It’s amazing what a few hours poking around the Ministry of Transport’s website can reveal.
What does this province spend on new highway construction and maintenance, I wondered? What are the trends? How does this compare with provincial spending on public transit? I knew what I would find wouldn’t be pretty, but I had no idea.
Over the past seven years, a fairly consistent relationship of 10:1 spending of highways to transit has been maintained. But with a 22.3% average annual increase for highways, and 20.3% for transit, the spread in actual dollar amounts is starting to look scary. Consider this: by 2016, if highway spending continues to increase by the average rate of the past seven years, we will be spending 11.7 billion dollars annually; if the provincial budget continues to increase at 4.5 % (the average of the last three years – see section A.20), by that time highway expenditures will represent 11.3 % of total provincial expenditures.
Given the fanfare around the Politique québécoise du transport collectif, announced in 2006, one might imagine that transit investments would have taken off by now. Sadly, this was not the case. Whether due to municipal immobilisme, or because highways are consuming an ever growing piece of the transport pie, clearly the announcement of this policy did nothing to alter the Ministry’s highway-building ways.

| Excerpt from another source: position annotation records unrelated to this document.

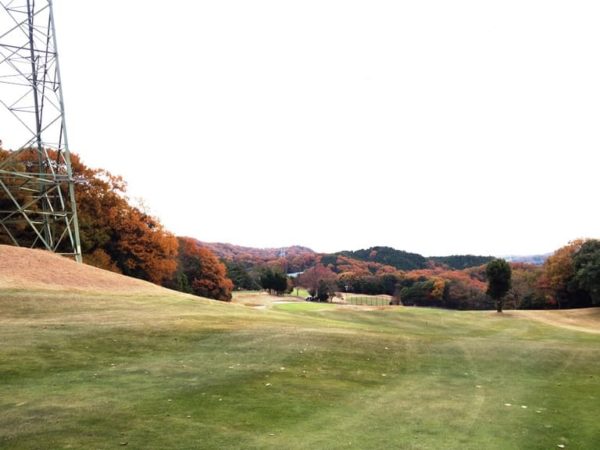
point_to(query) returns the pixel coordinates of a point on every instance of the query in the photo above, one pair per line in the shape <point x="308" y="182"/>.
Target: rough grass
<point x="170" y="371"/>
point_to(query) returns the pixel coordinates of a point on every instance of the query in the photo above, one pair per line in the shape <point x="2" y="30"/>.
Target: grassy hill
<point x="104" y="368"/>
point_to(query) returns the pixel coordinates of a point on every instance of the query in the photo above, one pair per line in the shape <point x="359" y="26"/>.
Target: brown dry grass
<point x="586" y="319"/>
<point x="23" y="268"/>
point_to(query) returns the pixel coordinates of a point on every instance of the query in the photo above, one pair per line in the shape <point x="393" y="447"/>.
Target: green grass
<point x="367" y="300"/>
<point x="93" y="371"/>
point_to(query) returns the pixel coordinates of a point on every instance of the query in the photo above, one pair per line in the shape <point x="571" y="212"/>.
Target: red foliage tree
<point x="200" y="272"/>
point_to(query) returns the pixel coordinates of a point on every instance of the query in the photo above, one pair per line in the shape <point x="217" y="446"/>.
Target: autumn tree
<point x="499" y="281"/>
<point x="557" y="275"/>
<point x="200" y="272"/>
<point x="586" y="265"/>
<point x="240" y="276"/>
<point x="274" y="280"/>
<point x="116" y="235"/>
<point x="318" y="280"/>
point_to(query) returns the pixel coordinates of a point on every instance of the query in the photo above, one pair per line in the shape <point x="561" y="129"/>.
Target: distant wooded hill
<point x="299" y="258"/>
<point x="412" y="261"/>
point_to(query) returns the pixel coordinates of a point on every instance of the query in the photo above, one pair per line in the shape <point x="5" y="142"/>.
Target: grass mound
<point x="97" y="370"/>
<point x="23" y="268"/>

Can anything break the addiction?
5 comments
Intéressant !
Pour plus de détails
Un document d’analyse de TRANSIT : “Artère bloquées – Quand le sous financement des système de transport menace l’économie du Québec”:
http://www.transitquebec.org/wp-content/uploads/2011/08/Art%C3%A8res-bloqu%C3%A9es-TRANSIT-Ao%C3%BBt-2011.pdf
Pretty simple explanation.
In 2006 an overpass collapsed, killing 5 people, prompting massive examinations of bridges, tunnels, and other structures throughout the province, revealing that most of these structures had not been properly maintained for decades.
What would be more revealing would be to see a chart that went back, oh, 50 years. *
I bet you would see funding for roads and highways take a steep dive in the late 70s/early 80s, and remain low until 2005, while public transit funding remained constant.
*Accounting for inflation, of course.
Thank god for Kevin who can see past his nose
@Kevin: I would be quite interested to see an analysis of transport spending that goes back 50 years, too. The reports on the MTQ’s website go back to 1996. http://www.mtq.gouv.qc.ca/portal/page/portal/ministere/ministere/rapport_annuel.If you can find more documentation, and are inclined to dig through those reports yourself, we’ll gladly post your findings.
For the record, I never suggested that the de la Concorde collapse shouldn’t result in some serious investments. It just seems strange that the govt’s own transit strategy had no effect whatsoever!
The root of the problem is the shoddy construction work being done. The roads are done in a manner that allows the contracted companies to come back 5 years later and re-do the entire area, The inherently flawed bidding process never takes into account durability and practicality and therefore we’re constantly bleeding money back into road work.
Public transport, to their credit, use their dollars quite efficiently and maintain their equipment well. While I’m sure they’re corrupt as well, they’d like to just skim a bit off the top over time rather than the lump-sum thievery we see in construction contracts.
This will never change. Live with it.